Page MenuHomePhabricator

Move bits traffic to text/mobile clusters
Closed, ResolvedPublic

Description

This helps for SPDY (see T94896), and would also make more-efficient use of our cache hardware and simplify the overall structure and complexity of our production varnish config (puppet manifests, templates).

Basically, this needs a few VCL-level fixups for the text/mobile clusters to support everything that the bits cluster does, and then making wmf-config changes to stop using the bits hostname. The hardware from the bits cluster, when it can eventually be decommed from this role, will become the new global misc cluster.

  • VCL changes in support of basic /static-* resources
  • VCL changes for gzip of icons/svg
  • VCL changes for beacon/statsv
  • Deploy bits-like VCL to text-cluster
  • Move bits.wm.o hostname to text-addrs
  • De-puppetize the bits cluster and all related things

Related Objects

Event Timeline

BBlack raised the priority of this task from to Medium.
BBlack updated the task description. (Show Details)
BBlack added projects: acl*sre-team, Varnish.
BBlack subscribed.

MediaWiki's default expectation is that static assets and text are served from the same host. It actually takes quite a bit of hackery to convince it to use bits. So (happily) this change is straightforward to implement -- it requires not much more than the removal of code.

See https://github.com/wikimedia/operations-mediawiki-config/blob/master/wmf-config/CommonSettings.php#L227-244

Note also ori's couple of related varnish patches here for a potential path towards various solutions:
https://gerrit.wikimedia.org/r/#/c/206351/
https://gerrit.wikimedia.org/r/#/c/206348/

faidon noted that there's some risk if we just naively rid ourselves of the bits hostname, it could have a detrimental impact on non-SPDY clients, who currently get to use some $domain-vs-bits.wm.o connection parallelism.

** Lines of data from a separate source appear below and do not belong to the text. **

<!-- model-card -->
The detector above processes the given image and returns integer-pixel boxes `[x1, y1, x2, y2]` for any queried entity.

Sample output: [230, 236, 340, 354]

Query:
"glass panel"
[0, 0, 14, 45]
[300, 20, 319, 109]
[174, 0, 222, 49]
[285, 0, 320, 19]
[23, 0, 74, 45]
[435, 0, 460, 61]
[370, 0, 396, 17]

We need to think that through, and if it's an issue, maybe there are ways we can still get the best of both worlds with e.g. same-IP + certs, etc....

To elaborate: I'm worried that of the repercussions this would have for non-SPDY clients, as they wouldn't be able to use a different set of connections to fetch those resources (i.e. traditional domain sharding). "Non-SPDY" clients right now are the vast majority of anons, as we're not HTTPS by default, so this isn't something to take lightly.

I don't think we reach the connection limits for anything but upload, but still, this probably needs some further investigation (if it hasn't happened already?) and measuring its effect to page load time post-deployment.

This also means that the crazy humongous cookies that we hand out users would be sent for bits resources as well, but considering the low amount of requests due to RL bundling this may not have a huge effect overall. Hopefully :)

I think @ori 's contention last we discussed this on IRC was that the current count of $domain + bits connections in a typical page load (combined) is under the threshold for common client-side connection parallelism limits to a single domainname. Thus we'd see the same opportunities for parallelism in the non-SPDY case regardless of whether the bits domain was separate or not.

BBlack updated the task description. (Show Details)

looking at mediawiki-config repo, it's not immediately obvious to me how we'd test this on one wiki or anything like that. We could obviously gut the $wmfHostname['bits'] references globally in beta and roll out by groups, of course.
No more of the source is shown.